Custom loss function yields poor results

Hi, basically I’m creating a custom loss function in the forward function of a nn.module. However when I add the function rk4_step the results are absurd. Without it they are ok. For instance, if I use one training point I get the same test loss with 100 points as I would get if I used 400 training points, which doesn’t make too much sense. So I think the problem may be related with the loss.backward() in the trainning which is not computing the gradients properly. Is everything in rk4_step compatible with backward?

def forward(self, x):
    with torch.set_grad_enabled(True):
            time_step =torch.tensor(0.01)
            out=self._rk4_step(self.function, x, 0, time_step)
    return out
def function(self,x,t):
     self.n = n = x.shape[1]//2
     qqd = x.requires_grad_(True)
     L = self._lagrangian(qqd).sum()
     J = grad(L, qqd, create_graph=True)[0] ;
     DL_q, DL_qd = J[:,:n], J[:,n:]
     DDL_qd = []
     for i in range(n):
         J_qd_i = DL_qd[:,i][:,None]
         H_i = grad(J_qd_i.sum(), qqd, create_graph=True)[0][:,:,None]
         DDL_qd.append(H_i)
     DDL_qd = torch.cat(DDL_qd, 2)
     DDL_qqd, DDL_qdqd = DDL_qd[:,:n,:], DDL_qd[:,n:,:]
     T = torch.einsum('ijk, ij -> ik', DDL_qqd, qqd[:,n:])
     qdd = torch.einsum('ijk, ij -> ik', DDL_qdqd.inverse(), DL_q - T)

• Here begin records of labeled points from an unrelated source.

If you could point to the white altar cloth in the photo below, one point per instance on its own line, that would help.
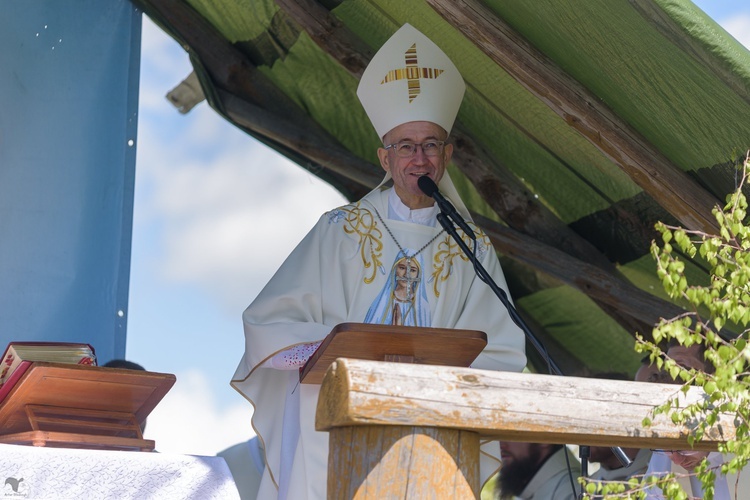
(59, 473)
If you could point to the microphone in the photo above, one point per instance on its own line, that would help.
(429, 188)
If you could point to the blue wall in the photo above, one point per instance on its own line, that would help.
(68, 123)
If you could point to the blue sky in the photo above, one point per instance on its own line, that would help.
(215, 215)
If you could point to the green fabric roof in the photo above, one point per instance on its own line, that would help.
(668, 81)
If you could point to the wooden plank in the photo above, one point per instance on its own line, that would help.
(504, 405)
(655, 174)
(430, 346)
(370, 462)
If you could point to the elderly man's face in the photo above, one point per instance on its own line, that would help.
(406, 171)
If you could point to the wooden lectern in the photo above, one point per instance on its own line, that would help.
(401, 344)
(78, 406)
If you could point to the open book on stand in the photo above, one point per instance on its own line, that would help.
(19, 356)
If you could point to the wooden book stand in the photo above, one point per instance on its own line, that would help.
(401, 344)
(76, 406)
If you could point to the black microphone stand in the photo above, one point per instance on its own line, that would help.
(482, 273)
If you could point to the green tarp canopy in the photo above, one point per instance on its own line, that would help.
(584, 123)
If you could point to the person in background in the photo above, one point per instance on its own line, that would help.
(534, 471)
(662, 460)
(343, 270)
(610, 467)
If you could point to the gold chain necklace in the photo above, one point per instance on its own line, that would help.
(407, 279)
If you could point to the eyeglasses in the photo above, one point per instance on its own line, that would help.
(406, 149)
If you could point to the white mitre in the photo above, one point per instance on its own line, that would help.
(410, 79)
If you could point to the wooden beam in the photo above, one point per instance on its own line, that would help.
(310, 142)
(649, 169)
(506, 406)
(590, 280)
(499, 188)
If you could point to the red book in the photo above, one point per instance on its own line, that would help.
(18, 357)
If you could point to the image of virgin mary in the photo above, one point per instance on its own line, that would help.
(402, 301)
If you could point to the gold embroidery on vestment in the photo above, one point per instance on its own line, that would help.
(361, 222)
(448, 249)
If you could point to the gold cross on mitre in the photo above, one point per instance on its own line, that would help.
(412, 73)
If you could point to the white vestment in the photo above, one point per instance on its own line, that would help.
(335, 275)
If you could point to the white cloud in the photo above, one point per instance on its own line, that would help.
(190, 421)
(739, 28)
(225, 209)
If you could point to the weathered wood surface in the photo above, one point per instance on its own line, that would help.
(245, 95)
(503, 405)
(374, 462)
(653, 172)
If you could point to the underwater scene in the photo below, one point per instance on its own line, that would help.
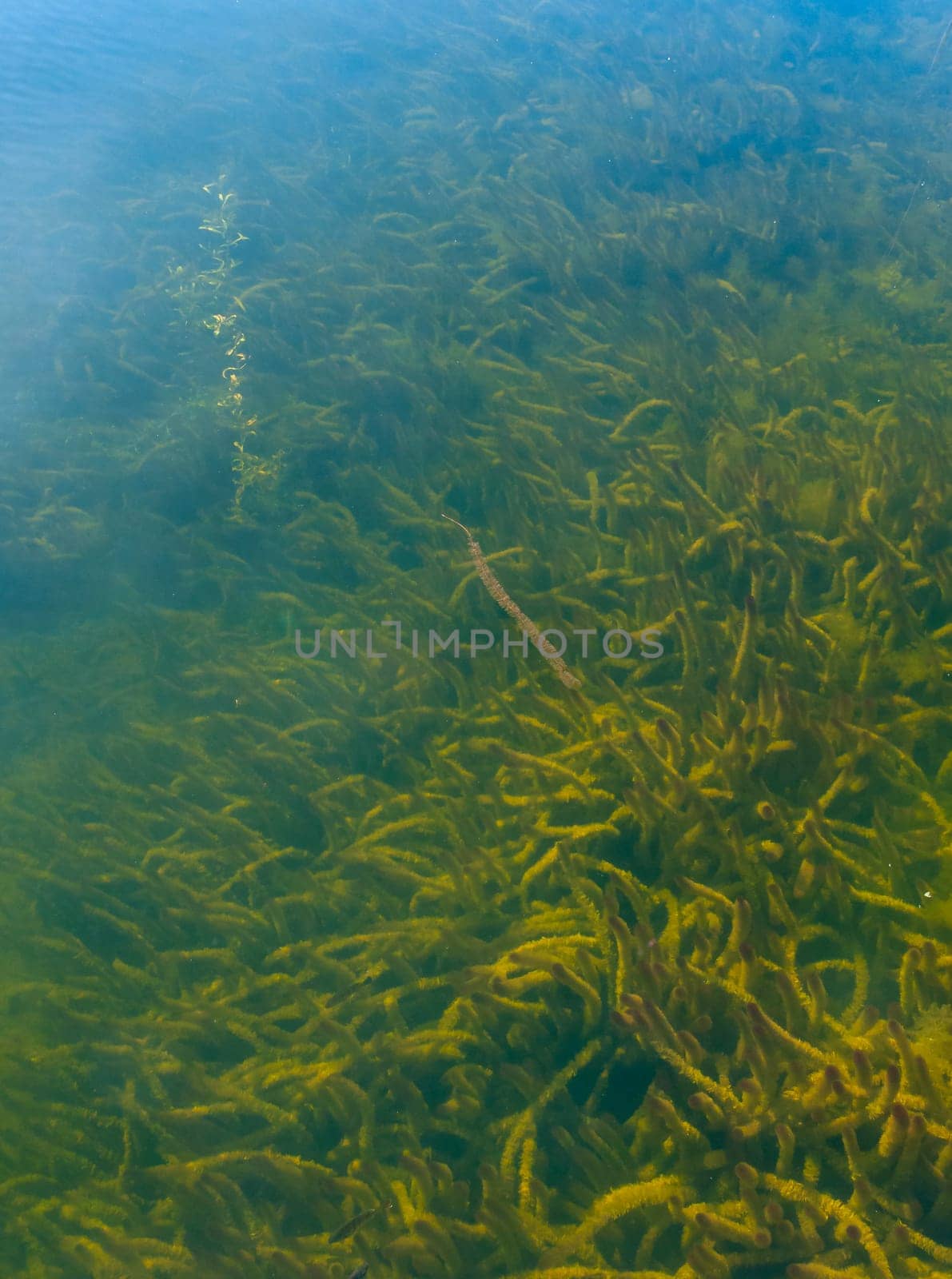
(476, 640)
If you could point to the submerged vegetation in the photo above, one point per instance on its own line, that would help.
(447, 967)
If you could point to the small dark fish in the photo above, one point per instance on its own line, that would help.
(355, 1223)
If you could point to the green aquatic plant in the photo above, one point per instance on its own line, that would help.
(432, 967)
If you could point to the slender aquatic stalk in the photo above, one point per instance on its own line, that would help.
(506, 601)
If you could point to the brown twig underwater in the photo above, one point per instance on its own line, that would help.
(506, 601)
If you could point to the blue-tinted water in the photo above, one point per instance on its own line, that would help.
(558, 891)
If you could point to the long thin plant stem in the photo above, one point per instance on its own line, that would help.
(506, 601)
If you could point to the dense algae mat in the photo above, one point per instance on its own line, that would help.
(445, 966)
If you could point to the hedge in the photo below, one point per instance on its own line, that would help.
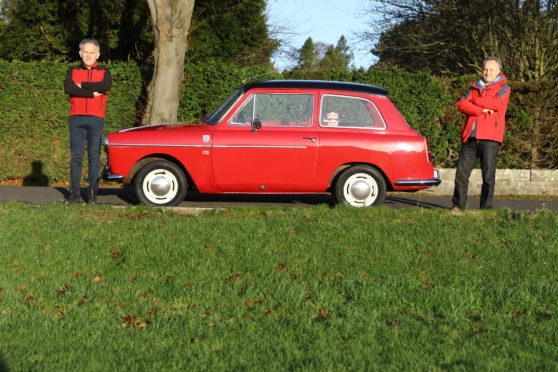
(34, 116)
(34, 109)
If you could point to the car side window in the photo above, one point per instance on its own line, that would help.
(349, 112)
(274, 110)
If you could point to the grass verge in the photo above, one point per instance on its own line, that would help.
(139, 288)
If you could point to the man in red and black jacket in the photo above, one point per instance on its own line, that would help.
(88, 85)
(482, 133)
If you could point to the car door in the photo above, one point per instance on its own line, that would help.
(279, 156)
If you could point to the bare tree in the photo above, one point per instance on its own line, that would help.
(171, 23)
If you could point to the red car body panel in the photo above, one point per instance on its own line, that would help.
(283, 157)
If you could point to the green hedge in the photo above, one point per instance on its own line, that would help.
(34, 117)
(34, 110)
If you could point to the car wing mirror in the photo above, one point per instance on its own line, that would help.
(256, 124)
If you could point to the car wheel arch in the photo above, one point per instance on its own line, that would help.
(156, 157)
(340, 169)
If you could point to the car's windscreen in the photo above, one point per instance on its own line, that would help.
(224, 108)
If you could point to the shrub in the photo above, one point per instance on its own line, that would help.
(34, 116)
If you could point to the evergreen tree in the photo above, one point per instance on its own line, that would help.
(307, 56)
(337, 58)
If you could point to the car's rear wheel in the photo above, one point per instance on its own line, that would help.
(360, 186)
(160, 183)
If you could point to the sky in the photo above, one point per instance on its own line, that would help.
(322, 20)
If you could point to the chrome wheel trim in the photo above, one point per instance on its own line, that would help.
(360, 190)
(160, 186)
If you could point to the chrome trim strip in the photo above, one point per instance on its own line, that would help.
(258, 147)
(154, 145)
(209, 146)
(114, 177)
(430, 182)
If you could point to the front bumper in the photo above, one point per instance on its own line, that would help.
(423, 183)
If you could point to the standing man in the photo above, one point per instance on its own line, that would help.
(482, 132)
(88, 85)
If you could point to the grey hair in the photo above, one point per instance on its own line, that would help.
(492, 58)
(90, 41)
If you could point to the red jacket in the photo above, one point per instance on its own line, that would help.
(82, 100)
(494, 97)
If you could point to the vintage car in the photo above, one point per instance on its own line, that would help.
(287, 136)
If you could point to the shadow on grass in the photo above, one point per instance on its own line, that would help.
(3, 366)
(416, 202)
(119, 195)
(37, 177)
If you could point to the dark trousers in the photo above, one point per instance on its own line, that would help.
(85, 129)
(487, 152)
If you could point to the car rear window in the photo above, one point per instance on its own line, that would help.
(349, 112)
(276, 110)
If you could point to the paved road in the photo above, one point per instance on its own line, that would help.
(124, 196)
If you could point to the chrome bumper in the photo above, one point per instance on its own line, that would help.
(430, 182)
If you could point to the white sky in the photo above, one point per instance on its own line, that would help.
(322, 20)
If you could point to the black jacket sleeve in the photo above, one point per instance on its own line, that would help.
(101, 86)
(73, 90)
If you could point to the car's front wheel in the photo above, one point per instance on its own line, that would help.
(160, 183)
(360, 186)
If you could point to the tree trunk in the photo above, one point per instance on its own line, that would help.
(171, 22)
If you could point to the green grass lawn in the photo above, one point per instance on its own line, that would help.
(132, 289)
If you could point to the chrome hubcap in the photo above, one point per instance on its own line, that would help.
(360, 190)
(160, 186)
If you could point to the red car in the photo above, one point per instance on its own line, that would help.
(279, 137)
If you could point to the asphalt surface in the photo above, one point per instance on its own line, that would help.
(125, 196)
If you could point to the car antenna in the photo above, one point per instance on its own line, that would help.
(255, 76)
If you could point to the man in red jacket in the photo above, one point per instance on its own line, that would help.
(88, 85)
(482, 132)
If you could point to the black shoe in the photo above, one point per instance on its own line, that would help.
(91, 196)
(73, 198)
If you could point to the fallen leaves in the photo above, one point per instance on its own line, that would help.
(131, 321)
(322, 315)
(62, 291)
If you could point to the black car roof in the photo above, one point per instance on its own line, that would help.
(316, 84)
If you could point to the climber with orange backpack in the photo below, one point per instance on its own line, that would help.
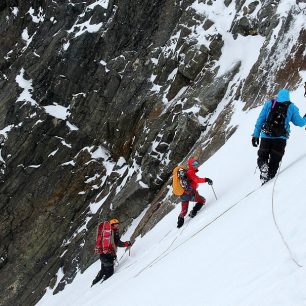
(185, 183)
(107, 241)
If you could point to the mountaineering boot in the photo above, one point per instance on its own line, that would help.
(195, 210)
(97, 278)
(264, 173)
(180, 222)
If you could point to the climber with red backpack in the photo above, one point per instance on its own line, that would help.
(185, 183)
(107, 241)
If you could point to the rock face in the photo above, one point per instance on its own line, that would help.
(101, 99)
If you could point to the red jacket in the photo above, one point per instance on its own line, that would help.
(194, 180)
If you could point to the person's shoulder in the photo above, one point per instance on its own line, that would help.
(293, 106)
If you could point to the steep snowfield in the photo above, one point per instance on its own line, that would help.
(241, 250)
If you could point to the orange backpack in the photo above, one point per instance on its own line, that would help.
(179, 180)
(104, 241)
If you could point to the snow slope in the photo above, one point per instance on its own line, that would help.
(246, 248)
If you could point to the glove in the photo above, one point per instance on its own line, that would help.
(209, 181)
(255, 141)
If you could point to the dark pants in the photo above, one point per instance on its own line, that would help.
(270, 153)
(195, 198)
(107, 267)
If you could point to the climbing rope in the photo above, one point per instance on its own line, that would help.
(277, 226)
(166, 252)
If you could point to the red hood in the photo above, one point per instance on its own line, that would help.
(190, 161)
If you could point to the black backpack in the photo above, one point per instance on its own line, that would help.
(275, 123)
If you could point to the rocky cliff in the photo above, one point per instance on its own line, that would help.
(100, 99)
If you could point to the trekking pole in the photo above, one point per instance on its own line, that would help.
(213, 191)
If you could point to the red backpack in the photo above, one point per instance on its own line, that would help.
(104, 239)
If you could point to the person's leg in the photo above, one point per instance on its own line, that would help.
(263, 157)
(108, 266)
(108, 272)
(180, 220)
(100, 274)
(200, 201)
(277, 153)
(184, 210)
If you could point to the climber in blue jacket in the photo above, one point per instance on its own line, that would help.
(272, 126)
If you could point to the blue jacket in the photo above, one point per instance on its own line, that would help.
(293, 115)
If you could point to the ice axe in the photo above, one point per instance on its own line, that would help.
(213, 191)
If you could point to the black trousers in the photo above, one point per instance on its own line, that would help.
(270, 153)
(107, 268)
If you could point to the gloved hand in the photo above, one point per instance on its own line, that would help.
(255, 141)
(127, 244)
(189, 191)
(209, 181)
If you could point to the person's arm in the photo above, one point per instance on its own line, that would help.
(120, 243)
(195, 178)
(261, 119)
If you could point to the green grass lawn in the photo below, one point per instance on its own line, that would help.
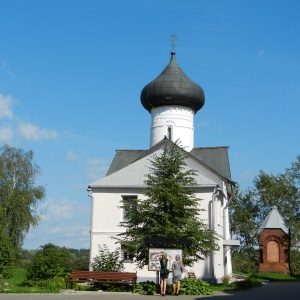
(274, 276)
(14, 284)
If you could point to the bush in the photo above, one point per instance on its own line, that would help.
(242, 263)
(295, 262)
(195, 287)
(108, 261)
(48, 263)
(6, 256)
(146, 288)
(248, 283)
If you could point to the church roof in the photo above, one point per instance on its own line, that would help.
(172, 87)
(215, 158)
(273, 221)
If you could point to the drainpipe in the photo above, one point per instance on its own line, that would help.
(90, 194)
(215, 194)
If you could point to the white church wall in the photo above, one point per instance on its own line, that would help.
(108, 215)
(180, 119)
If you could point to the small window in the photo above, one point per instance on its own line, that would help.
(126, 200)
(125, 256)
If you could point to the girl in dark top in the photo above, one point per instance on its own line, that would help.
(163, 275)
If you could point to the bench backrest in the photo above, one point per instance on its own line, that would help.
(103, 275)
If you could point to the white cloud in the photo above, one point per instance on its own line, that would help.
(71, 156)
(32, 132)
(63, 223)
(4, 67)
(261, 53)
(96, 168)
(6, 103)
(6, 134)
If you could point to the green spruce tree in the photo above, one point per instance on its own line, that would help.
(171, 210)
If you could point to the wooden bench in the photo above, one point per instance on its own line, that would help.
(101, 277)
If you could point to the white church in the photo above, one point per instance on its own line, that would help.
(172, 99)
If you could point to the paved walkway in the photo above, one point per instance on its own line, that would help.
(270, 291)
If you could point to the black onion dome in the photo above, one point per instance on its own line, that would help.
(172, 87)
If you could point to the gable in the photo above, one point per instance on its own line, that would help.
(136, 172)
(214, 157)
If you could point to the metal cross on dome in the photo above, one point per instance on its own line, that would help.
(173, 39)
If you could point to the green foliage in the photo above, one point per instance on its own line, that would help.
(170, 210)
(248, 283)
(195, 287)
(146, 288)
(6, 255)
(107, 261)
(48, 263)
(19, 194)
(242, 263)
(54, 284)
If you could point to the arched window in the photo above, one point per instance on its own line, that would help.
(272, 252)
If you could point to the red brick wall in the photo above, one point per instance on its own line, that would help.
(274, 249)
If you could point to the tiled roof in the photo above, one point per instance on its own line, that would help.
(214, 157)
(273, 221)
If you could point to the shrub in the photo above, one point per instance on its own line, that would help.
(146, 288)
(48, 262)
(6, 256)
(242, 263)
(195, 287)
(248, 283)
(107, 261)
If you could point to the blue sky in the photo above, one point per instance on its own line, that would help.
(71, 74)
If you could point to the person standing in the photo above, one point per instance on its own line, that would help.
(178, 269)
(164, 274)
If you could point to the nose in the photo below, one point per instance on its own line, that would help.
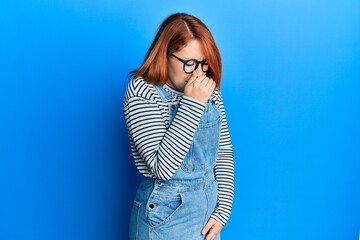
(199, 71)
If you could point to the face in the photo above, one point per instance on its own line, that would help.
(177, 78)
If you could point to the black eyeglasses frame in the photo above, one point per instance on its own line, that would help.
(185, 62)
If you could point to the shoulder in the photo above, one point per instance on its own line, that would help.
(139, 88)
(217, 97)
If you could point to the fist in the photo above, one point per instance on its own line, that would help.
(199, 88)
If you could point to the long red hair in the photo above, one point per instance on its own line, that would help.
(175, 33)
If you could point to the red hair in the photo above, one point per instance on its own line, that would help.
(175, 33)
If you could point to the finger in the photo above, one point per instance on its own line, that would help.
(209, 83)
(212, 234)
(207, 227)
(192, 78)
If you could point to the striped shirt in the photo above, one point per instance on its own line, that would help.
(159, 149)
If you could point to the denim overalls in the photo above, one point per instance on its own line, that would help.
(179, 208)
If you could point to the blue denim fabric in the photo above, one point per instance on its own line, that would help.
(179, 208)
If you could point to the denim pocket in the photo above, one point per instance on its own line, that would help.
(162, 207)
(203, 151)
(134, 220)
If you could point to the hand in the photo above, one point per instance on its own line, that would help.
(212, 229)
(199, 88)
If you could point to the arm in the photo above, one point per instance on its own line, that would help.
(224, 171)
(163, 150)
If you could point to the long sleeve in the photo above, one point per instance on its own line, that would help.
(158, 151)
(224, 171)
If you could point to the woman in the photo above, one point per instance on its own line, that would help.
(179, 136)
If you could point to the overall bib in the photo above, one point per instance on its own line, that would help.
(179, 208)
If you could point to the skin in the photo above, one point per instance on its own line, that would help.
(196, 86)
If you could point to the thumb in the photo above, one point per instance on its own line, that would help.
(192, 78)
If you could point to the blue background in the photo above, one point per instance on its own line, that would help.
(291, 86)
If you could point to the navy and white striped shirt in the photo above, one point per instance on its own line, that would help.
(159, 150)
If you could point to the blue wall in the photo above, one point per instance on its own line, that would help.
(291, 86)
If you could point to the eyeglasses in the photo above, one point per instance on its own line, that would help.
(192, 64)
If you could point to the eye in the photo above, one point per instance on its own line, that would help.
(190, 63)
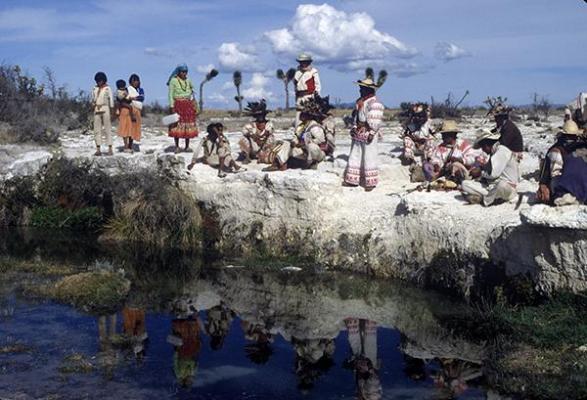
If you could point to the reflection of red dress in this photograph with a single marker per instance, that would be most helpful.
(189, 332)
(133, 321)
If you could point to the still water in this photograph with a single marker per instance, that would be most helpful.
(194, 331)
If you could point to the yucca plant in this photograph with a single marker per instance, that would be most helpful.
(286, 78)
(209, 76)
(237, 78)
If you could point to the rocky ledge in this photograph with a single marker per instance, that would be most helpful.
(431, 238)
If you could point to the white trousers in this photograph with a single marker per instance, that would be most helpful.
(501, 190)
(362, 164)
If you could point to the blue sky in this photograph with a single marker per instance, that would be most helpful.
(511, 48)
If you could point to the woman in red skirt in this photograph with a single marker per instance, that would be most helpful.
(181, 101)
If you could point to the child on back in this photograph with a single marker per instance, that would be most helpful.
(102, 102)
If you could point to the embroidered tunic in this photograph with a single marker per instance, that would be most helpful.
(362, 162)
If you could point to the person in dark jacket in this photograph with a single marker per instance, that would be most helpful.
(511, 137)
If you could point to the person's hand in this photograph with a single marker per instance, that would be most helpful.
(543, 194)
(475, 172)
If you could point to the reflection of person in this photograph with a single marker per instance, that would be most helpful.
(186, 341)
(454, 376)
(260, 350)
(133, 324)
(313, 359)
(362, 335)
(218, 324)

     return torch.cat([qqd[:,self.n:], qdd], 1)
        
def _lagrangian(self, qqd):
    x = F.softplus(self.fc1(qqd))
    x = F.softplus(self.fc2(x))
    # x = F.softplus(self.fc3(x))
    L = self.fc_last(x)
    return L
def _rk4_step(self, f, x, t, h):
    # one step of Runge-Kutta integration
    k1 = torch.mul(f(x, t),h)
    k2 = torch.mul(f(x + k1/2, t + h/2),h)
    k3 = torch.mul(f(x + k2/2, t + h/2),h)
    k4 = torch.mul(f(x + k3, t + h),h)
    return x + 1/6 * (k1 + 2 * k2 + 2 * k3 + k4)

Just a new update. I realized that fc_last.bias is always None. Which makes me think that there is indeed an error.